Jakob und Wilhelm Grimm (1785 / 1786 bis 1859 / 1863 ) haben nicht nur die deutschen Märchen gesammelt und aufgeschrieben , sondern waren Sprachwissenschaftler, die als Begründer der Germanistik gelten. Sie haben 1838 ein Deutsches Wörterbuch begonnen, das erst 1961 von anderen Autoren fertiggestellt wurde und in dem der Deutsche Wortschatz aufgelistet ist.
In diesem Wörterbuch findet sich unter Buchstabe L der folgende Eintrag, aus dem ich oben zitiert habe:
Leinreiter, m. der die schiffszugpferde regiert. Schm. 1, 1480 Fromm. als wirzburgisch; gestern fuhr ein zu berg kommendes schiff in folge der unachtsamkeit des leinreiters wider das gerüst (eines krahnes). Frankf. journ. vom 16. nov. 1872.

(Quelle: Deutsches Wörterbuch von Jacob und Wilhelm Grimm. 16 Bde. in 32 Teilbänden. Leipzig 1854-1961. Quellenverzeichnis Leipzig 1971. Online-Version vom 12.05.2020.)

Interessant an diesem Eintrag ist, dass hier ein LEINREITER genannt wird, als derjenige, „ der die Schiffszugpferde regiert“.
In diesem Wörterbuch habe ich zwar den Beriff “ LEINGANG“ nicht gefunden, aber ich frage mich, wenn es einen LEINREITER gab, existierte dann möglicherweise auch ein LEINGANG ? Dieser Name muß allerdings bereits viel früher aufgetreten sein , weil laut dem Buch „Bellheim in Wandel der Zeiten“ von Georg Biundo (Herausgegeben 1930) bereits
1465 im südpfälzischen Bellheim erstmals der Name Leingang als Bellheimer Familienname nachgewiesen wird.

Wie auf der Seite „Das Treideln“ aufgezeigt, waren die Leinpfade südlich von Speyer, also in unserer Rhein-Region, in einem schlechten Zustand. Die Treidler konnten deshalb Streckenweise hier möglicherweise keine Pferde einsetzen, sondern mussten sich über Knüppeldämme und Schlammige Uferpfade stromaufwärts quälen. Vielleicht gab es deshalb hier in unserer Region anfangs keinen LEINREITER, der die Pferdegespanne führte, sondern einen LEINGANG, ( „..gang“ , von „gehen“ ) der das aus Menschen bestehende Treidelteam führte oder Teil des Treidelteams war.
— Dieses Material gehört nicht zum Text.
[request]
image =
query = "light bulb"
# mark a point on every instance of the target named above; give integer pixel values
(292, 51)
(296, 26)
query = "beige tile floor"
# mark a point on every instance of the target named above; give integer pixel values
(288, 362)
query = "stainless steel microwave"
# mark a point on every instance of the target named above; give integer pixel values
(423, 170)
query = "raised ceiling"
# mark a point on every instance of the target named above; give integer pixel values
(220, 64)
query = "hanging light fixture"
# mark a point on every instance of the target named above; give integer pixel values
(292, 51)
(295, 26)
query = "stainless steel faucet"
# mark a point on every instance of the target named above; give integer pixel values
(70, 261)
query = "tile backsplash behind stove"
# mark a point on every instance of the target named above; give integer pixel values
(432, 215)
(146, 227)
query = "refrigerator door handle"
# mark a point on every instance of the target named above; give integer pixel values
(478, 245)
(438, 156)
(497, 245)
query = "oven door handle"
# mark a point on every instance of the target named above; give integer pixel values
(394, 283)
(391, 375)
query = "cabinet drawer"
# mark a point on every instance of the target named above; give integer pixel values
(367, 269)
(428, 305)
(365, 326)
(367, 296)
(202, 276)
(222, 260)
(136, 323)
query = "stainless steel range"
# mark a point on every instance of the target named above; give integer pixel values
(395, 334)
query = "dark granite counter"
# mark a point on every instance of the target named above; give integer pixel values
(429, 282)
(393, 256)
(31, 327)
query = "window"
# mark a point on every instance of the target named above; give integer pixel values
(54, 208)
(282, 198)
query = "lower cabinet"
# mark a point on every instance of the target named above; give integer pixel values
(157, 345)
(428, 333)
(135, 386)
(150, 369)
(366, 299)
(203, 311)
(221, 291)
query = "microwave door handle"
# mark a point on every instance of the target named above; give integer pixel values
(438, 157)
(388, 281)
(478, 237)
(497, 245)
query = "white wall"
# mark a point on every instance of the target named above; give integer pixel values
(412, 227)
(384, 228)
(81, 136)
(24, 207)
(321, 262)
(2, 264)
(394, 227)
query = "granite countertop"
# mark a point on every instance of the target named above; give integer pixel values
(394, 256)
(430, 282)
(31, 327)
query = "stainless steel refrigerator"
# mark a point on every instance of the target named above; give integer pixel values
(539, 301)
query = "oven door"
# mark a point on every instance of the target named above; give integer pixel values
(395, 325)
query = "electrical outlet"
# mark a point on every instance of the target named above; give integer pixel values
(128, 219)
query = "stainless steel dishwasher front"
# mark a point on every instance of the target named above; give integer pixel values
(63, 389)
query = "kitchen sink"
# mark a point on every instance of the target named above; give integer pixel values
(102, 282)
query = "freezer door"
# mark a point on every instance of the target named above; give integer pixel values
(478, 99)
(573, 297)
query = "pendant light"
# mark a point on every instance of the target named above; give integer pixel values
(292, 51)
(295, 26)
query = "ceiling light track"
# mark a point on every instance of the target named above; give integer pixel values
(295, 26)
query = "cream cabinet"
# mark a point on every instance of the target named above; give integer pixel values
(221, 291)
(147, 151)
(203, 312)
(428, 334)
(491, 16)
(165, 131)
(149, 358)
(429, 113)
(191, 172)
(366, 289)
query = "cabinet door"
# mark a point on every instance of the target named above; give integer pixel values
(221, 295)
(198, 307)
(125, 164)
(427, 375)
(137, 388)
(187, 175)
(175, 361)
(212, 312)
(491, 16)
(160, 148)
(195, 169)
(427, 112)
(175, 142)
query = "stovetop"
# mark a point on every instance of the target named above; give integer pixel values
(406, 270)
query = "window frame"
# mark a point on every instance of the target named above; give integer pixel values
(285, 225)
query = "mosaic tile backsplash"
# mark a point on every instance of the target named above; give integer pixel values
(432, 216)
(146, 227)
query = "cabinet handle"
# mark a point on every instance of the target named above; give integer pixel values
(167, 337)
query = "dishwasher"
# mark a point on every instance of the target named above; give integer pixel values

Dies würde auch z.B. erklären, wieso gerade hier, in der Region Bellheim, Rülzheim, Leimersheim, Hördt, Kuhardt, seit Generationen eine Menge “Leingänger “ ansässig sind. Ein ehemaliger Pädagoge aus unserer Region hat mich vor längerer Zeit auf diesen Gedanken gebracht.  Er hat sich hobbymäßig mit Onomastik, also Namenskunde beschäftigt und mir erklärt, daß nach seiner Meinung die Häufung unseres Familiennamens hier entlang des Rheins, südlich von Speyer,  darauf hindeuten würde, daß unsere Vorfahren und Namensgeber sogenannte LEINPFADGÄNGER  gewesen sein könnten.
Es sind viele „ vielleicht“ in diesem Beitrag, es wäre interessant, was evtl. sachkundige Besucher dieser Seite dazu meinen.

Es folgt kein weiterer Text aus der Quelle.